Ao deitar-me, naquela noite, senti algo estranho, diferente... Sentia-me... Angustiado? Talvez!

O facto de não me lembrar do Amor incomodava-me. Perturbava-me o equilíbrio.

Acabei por me levantar. Abri a porta do meu quarto e, à minha frente, estava o quarto daquela criança! Via a sua cama estranha, como que encostada à parede, de lado, com prateleiras por cima.

Ela dormia. A luz que estava em cima da arca, continuava ligada.

Aproximei-me. A criança estava tão serena. Tão pura. O seu rosto relaxado. Os olhos a mexerem-se rapidamente sob as pálpebras.

Um barulho despertou-me daquele transe. O pai entrou no quarto, devagarinho, a sorrir. Ajoelhou-se perante a cama. Abriu o sorriso, beijou a criança e fechou os olhos, como se estivesse a orar.

Levantou-se, aconchegou os lençóis e a criança moveu-se, sorrindo. Depois, o pai aproximou-se do candeeiro e desligou-o, saindo do quarto em silêncio.

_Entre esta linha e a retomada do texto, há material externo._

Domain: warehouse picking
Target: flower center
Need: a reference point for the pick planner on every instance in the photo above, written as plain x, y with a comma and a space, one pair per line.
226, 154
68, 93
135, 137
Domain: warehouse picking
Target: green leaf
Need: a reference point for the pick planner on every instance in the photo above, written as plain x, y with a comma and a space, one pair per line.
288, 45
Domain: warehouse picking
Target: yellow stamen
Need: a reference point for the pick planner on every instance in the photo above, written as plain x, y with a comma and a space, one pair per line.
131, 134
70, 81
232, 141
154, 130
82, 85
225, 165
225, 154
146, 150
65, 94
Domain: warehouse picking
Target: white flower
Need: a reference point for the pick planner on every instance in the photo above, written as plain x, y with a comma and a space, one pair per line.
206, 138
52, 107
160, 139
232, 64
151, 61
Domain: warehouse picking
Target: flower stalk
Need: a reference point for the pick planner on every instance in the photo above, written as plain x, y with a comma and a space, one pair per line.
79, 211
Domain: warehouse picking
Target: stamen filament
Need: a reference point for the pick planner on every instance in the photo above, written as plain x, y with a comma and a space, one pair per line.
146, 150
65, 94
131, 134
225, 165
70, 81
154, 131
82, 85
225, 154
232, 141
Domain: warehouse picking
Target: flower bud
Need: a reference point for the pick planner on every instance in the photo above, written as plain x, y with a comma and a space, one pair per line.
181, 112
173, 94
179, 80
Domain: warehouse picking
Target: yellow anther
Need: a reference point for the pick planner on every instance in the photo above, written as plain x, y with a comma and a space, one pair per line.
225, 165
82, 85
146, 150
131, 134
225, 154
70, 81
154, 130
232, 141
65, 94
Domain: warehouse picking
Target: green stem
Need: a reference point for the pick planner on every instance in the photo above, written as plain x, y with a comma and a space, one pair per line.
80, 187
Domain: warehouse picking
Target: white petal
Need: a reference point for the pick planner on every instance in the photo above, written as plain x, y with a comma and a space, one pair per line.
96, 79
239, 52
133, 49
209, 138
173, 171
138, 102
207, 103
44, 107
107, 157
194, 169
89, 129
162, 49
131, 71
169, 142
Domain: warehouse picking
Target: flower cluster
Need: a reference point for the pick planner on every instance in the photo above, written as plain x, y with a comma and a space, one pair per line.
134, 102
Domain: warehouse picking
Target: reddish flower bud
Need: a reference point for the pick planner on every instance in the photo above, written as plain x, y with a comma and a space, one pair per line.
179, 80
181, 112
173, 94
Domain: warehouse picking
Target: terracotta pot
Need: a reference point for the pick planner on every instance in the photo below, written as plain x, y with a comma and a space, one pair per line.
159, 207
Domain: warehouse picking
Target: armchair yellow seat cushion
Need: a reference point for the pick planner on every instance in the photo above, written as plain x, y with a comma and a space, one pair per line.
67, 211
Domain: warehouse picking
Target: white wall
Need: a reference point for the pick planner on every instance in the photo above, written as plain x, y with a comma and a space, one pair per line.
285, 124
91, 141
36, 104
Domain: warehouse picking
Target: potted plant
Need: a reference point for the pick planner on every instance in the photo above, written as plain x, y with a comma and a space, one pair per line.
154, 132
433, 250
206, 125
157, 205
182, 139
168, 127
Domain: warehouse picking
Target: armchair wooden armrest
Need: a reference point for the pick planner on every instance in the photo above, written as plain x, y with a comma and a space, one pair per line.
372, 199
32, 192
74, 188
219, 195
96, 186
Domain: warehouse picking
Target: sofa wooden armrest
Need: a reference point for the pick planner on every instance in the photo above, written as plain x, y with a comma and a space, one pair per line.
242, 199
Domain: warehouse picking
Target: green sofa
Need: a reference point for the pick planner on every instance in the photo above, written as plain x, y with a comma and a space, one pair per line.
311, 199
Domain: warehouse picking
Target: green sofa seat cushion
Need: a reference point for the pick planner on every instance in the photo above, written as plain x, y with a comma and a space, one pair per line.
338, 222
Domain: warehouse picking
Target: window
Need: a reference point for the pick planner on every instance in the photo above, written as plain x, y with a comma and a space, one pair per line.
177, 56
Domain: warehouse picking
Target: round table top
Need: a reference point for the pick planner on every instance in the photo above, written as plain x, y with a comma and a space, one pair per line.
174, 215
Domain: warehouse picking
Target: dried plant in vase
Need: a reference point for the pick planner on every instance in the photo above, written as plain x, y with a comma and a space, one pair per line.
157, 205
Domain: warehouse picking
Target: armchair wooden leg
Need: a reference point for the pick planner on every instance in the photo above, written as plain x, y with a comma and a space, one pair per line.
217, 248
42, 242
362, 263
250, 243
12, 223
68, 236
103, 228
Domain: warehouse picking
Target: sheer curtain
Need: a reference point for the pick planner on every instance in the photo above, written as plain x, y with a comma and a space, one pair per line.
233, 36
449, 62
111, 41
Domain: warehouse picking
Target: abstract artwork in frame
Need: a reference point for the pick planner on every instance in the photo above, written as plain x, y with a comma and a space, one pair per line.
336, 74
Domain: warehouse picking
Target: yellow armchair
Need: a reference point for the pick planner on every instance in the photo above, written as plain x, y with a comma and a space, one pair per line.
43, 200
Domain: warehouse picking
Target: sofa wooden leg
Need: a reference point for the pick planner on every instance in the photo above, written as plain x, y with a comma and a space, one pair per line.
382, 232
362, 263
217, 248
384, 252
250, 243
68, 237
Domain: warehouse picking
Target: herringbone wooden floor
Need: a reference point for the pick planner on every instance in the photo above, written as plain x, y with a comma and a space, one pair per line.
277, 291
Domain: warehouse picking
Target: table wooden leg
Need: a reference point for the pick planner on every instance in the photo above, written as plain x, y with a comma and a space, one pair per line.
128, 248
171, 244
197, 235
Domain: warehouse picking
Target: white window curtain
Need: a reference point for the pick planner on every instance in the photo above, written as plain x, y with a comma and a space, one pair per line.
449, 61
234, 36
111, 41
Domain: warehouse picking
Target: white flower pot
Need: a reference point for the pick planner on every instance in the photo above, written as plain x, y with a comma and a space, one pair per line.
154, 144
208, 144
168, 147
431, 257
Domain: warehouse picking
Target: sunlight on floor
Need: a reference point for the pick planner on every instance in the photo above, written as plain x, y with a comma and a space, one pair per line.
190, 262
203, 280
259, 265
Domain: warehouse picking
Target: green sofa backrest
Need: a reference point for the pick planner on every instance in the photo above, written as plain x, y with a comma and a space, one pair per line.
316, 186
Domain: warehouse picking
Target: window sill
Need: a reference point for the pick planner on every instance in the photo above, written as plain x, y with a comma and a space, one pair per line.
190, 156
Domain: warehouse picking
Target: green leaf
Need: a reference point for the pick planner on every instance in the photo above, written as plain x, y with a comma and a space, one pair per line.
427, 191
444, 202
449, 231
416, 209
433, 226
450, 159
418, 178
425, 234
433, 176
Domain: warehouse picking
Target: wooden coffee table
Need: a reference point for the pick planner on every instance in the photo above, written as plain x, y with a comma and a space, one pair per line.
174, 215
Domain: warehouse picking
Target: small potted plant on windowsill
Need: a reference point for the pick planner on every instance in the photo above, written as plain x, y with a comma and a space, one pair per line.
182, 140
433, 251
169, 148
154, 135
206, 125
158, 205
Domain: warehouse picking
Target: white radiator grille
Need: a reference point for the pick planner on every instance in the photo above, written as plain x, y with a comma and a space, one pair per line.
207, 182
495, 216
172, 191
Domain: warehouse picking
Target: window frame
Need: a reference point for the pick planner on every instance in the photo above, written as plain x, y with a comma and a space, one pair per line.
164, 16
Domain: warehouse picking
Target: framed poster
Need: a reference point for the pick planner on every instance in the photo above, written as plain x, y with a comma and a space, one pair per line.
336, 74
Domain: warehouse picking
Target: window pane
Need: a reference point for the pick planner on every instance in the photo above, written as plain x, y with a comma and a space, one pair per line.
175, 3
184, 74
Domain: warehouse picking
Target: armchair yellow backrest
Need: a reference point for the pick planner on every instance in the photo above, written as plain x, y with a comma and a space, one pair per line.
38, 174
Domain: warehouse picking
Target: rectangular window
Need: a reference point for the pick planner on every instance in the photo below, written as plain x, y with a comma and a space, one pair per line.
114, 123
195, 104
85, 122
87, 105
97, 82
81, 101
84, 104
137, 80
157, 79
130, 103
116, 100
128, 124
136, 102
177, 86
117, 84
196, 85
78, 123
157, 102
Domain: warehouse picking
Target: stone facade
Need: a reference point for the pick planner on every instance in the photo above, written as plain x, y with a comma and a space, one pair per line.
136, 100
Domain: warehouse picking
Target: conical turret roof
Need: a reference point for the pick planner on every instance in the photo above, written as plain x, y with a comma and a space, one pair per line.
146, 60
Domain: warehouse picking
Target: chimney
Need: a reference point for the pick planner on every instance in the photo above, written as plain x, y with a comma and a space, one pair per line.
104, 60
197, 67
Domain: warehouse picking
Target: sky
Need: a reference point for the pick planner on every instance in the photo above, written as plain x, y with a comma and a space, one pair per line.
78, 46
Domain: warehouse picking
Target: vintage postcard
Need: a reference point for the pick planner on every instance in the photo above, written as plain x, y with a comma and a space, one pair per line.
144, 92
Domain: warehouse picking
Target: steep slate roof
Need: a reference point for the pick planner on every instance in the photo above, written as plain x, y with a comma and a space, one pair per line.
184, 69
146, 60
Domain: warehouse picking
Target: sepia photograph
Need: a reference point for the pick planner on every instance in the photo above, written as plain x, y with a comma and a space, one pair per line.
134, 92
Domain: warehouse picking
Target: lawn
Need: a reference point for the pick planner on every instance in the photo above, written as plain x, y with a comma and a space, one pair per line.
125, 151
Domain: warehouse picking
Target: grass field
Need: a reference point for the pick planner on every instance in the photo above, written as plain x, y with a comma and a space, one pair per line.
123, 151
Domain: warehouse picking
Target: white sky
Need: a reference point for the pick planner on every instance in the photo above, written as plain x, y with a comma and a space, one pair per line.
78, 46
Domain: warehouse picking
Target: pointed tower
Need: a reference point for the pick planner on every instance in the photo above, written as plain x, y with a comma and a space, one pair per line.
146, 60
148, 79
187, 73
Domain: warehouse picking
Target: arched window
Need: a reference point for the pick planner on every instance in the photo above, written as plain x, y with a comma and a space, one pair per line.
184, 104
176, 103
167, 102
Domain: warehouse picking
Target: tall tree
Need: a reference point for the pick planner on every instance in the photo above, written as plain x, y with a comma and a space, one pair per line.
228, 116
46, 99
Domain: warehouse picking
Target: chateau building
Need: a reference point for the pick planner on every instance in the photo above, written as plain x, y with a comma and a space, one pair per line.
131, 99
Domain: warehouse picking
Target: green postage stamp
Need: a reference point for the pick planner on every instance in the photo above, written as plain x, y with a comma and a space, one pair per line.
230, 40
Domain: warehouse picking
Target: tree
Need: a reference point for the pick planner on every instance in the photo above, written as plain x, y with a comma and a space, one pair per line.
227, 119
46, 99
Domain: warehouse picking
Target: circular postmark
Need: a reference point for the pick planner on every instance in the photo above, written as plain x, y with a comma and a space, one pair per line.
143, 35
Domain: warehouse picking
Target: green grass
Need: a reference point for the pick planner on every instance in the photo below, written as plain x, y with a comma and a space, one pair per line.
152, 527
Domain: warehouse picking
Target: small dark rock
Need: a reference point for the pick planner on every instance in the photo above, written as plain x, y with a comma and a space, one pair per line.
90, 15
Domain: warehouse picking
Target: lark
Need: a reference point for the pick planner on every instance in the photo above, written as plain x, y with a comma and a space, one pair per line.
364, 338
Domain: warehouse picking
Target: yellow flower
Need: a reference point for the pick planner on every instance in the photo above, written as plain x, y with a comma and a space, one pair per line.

Aquele momento. Aquele silêncio depois da luz, permaneceu em mim... Mexeu com o meu coração. O que fiz a seguir foi inexplicável: estiquei a mão e afaguei o cabelo da criança.

A textura, o calor, que senti na minha mão, criou-me uma corrente de energia pelo meu corpo.

Assustei-me!

Recuei. Olhei à minha volta. O meu coração começou a correr. Os pulmões sem ar. A minha mente girava pelas memórias, que não sei se eram minhas, se da criança...

Quando acordei estava na minha cama. A meu lado, a Morte. Lia um outro livro meu, de poesia.

- ...

- Ah, já acordaste.

- Que fazes aqui?

- Bem, antes de mais, convém seres agradável e simpático e dizer-me "Bom dia!", não?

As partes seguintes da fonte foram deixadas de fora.